The estimated SNP-based heritabilities, genetic correlations between each UK Biobank phenotype and genetic correlations with a clinically defined MDD phenotype and obtained from the study conducted by the Major Depressive Disorder Working Group of the Psychiatric Genomics Consortium. 5 and a neuroticism phenotype15 for each UK Biobank phenotype are provided in Table 2.
There were 1,643 variants that were genome-wide significant (P < 5 × 10−8) for an association with broad depression, of which 14 were independent (Table 3). The association analysis of probable MDD identified 20 variants with P < 5 × 10−8 and of these two were independent (Table 4). There was one independent genome-wide significant variant for ICD-coded MDD (Table 5). Manhattan plots of all the variants analysed are provided in Figures 1, 2, and 3 for broad depression, probable MDD, and ICD-coded MDD, respectively. Q-Q plots of the observed P-values on those expected are provided in Supplementary Figures 1, 2, and 3 for broad depression, probable MDD, and ICD-coded MDD, respectively. There were 4,390, 189 and 108 variants with P < 1 × 10−6 for an association with broad depression (see Supplementary Table 1), probable MDD (see Supplementary Table 2), and ICD-coded MDD (see Supplementary Table 3), respectively. None of the phenotypes examined provided evidence of inflation of the test statistics due to population stratification (see Supplementary Table 4).
Gene- and region-based analyses
The MAGMA package was used to identify gene-based regions with a significant effect (P < 2.77 × 10−6) on each trait. This gene-based approach detected 46 significant regions containing 78 genes that were significantly associated with broad depression (Supplementary Table 5), two significant regions containing two genes that were significantly associated with probable MDD (Supplementary Table 6), and one significant region containing one gene that was significantly associated with ICD-coded MDD (Supplementary Table 7).
MAGMA was also used to identify genomic regions, defined by recombination hotspots, with a statistically significant effect (P < 6.02 × 10−6) on each phenotype.

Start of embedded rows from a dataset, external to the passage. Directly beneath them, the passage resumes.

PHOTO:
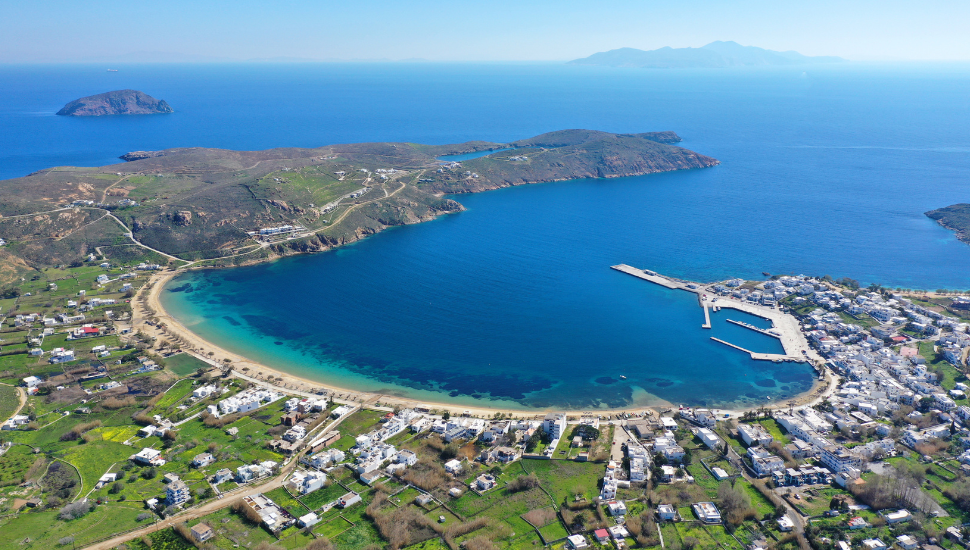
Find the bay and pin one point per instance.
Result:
(824, 171)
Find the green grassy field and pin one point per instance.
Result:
(184, 364)
(9, 401)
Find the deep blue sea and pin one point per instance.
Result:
(825, 170)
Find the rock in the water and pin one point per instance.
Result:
(119, 102)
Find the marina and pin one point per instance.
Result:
(784, 326)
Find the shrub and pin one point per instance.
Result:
(75, 510)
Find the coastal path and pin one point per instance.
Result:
(23, 401)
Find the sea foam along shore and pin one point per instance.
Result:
(147, 306)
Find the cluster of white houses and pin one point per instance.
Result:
(245, 401)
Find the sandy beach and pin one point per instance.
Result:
(146, 306)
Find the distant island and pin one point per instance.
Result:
(955, 217)
(118, 102)
(714, 55)
(218, 207)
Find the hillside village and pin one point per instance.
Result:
(116, 439)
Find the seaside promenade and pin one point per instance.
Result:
(788, 331)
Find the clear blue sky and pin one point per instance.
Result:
(72, 30)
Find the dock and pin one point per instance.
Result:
(754, 328)
(776, 357)
(786, 328)
(653, 278)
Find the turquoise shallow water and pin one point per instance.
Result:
(824, 171)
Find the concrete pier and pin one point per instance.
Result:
(754, 328)
(655, 278)
(776, 357)
(789, 332)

There were 59 significant regions identified for broad depression and a further four regions identified for probable MDD and four regions for ICD-coded MDD. Further details regarding these regions are provided in Supplementary Tables 8, 9, and 10 for broad depression, probable MDD, and ICD-coded MDD, respectively.
Manhattan plots of the gene and regions analysed are provided in Supplementary Figures 4, 5, and 6 for broad depression, probable MDD, and ICD-coded MDD, respectively.
Pathway analysis
Gene-set enrichment analysis identified five significant pathways for broad depression after applying correction for multiple testing; excitatory synapse (Pcorrected = 0.004, beta = 0.346, s.e. = 0.069), mechanosensory behavior (Pcorrected = 0.009, beta = 1.390, s.e. = 0.290), postsynapse (Pcorrected = 0.009, beta = 0.241, s.e. = 0.050), neuron spine (Pcorrected = 0.035, beta = 0.376, s.e. = 0.085) and dendrite (Pcorrected = 0.041, beta = 0.195, s.e. = 0.045) (Table 6). Figure 4 illustrates the genes and shared protein domains involved in the mechanosensory behaviour pathway. No significant pathways (P > 0.05) were associated with probable MDD or ICD-coded MDD after multiple testing correction.
eQTL identification
Across the three phenotypes examined seven variants were identified as potential eQTLs (Supplementary Table 11), of these included 4 variants found to be eQTL for brain expressed genes. rs6699744 is associated with the expression of RPL31P12 in the cerebellum and rs9530139 is associated with expression of B3GALTL in the cortex. rs40465 and rs68141011 are broad eQTLs affecting the expression of a number of zinc finger protein encoding genes across various brain tissues including ZNF391, ZNF204P, ZNF192P1, ZSCAN31 and ZSCAN23.
Discussion
This study describes the largest analysis of depression using a single population-based cohort to date. Up to 322,580 individuals from the UK Biobank cohort were used to test the effect of approximately 8 million genetic variants on three depression phenotypes. A total of 17 independent genome-wide significant (P < 5 × 10−8) variants were identified across the three phenotypes. The broadest definition of the phenotype, broad depression, providing the greatest number of individuals for analysis and also the largest number of significant hits (14 independent variants). The probable MDD phenotype was obtained using the approach of Smith, et al. 13, using touchscreen items that were only administered in the last two years of UK Biobank recruitment, and thus only available for only a portion of the sample, yielded two independent genome-wide significant variants. The strictest phenotype was ICD-based MDD, which was dependent on linked hospital admission records for a primary or secondary diagnosis of a mood disorder, had one independent significant variant.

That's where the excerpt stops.